Commissioner for Budget and Economic Planning, Oyo State
- Incumbent
- Assumed office 2023
- Governor: Seyi Makinde

Personal details
- Born: Oyo State, Nigeria
- Education: University of Ibadan
- Occupation: Politician, educationist, economist

= Musibau Babatunde =

Nigerian economist and educationist

Musibau Adetunji Babatunde is a Nigerian economist, educationist, and public official who serves as the Commissioner for Budget and Economic Planning in Oyo State.

== Education ==
Babatunde earned his first degree in Economics from the University of Ibadan. He continued his postgraduate studies at the same institution, completing both his master's and doctoral programmes. His master's programme concluded with him being named the best graduating student.

== Career ==
He has taught in the Department of Economics at the University of Ibadan, where he advanced through academic ranks and was promoted to professor in 2021.
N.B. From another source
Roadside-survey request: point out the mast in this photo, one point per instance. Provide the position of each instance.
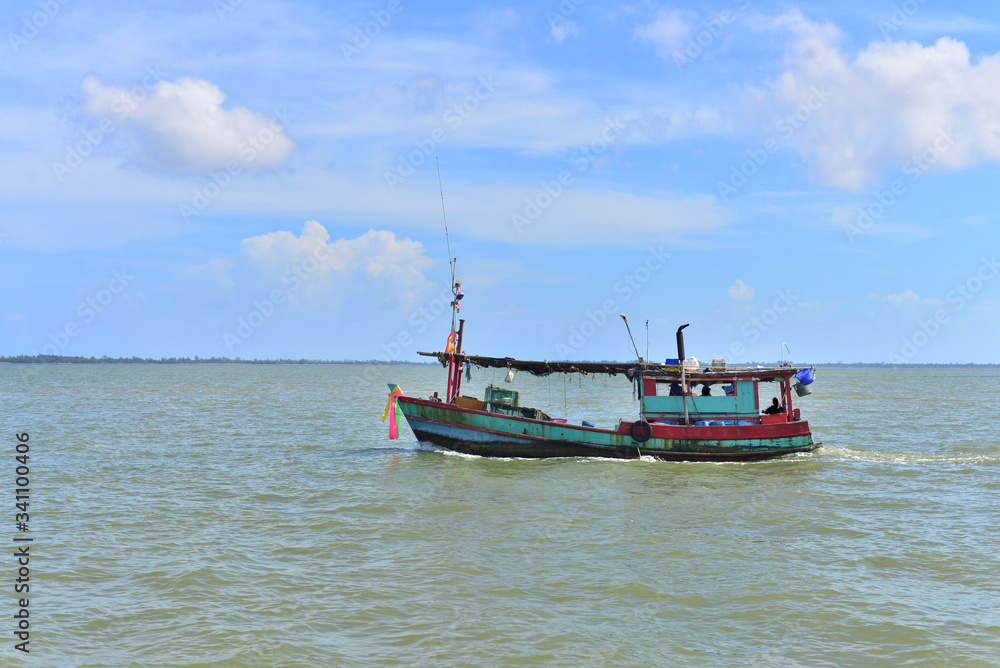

In 2019, Babatunde was appointed Chief Economic Adviser to Oyo State governor Seyi Makinde. In July 2023, his nomination as a commissioner was submitted to the Oyo State House of Assembly for confirmation. He was subsequently confirmed and appointed Commissioner for Budget and Economic Planning.

Babatunde received the African Economic Research Consortium (AERC), Nairobi, Collaborative PhD Scholarship Award for African Scholars.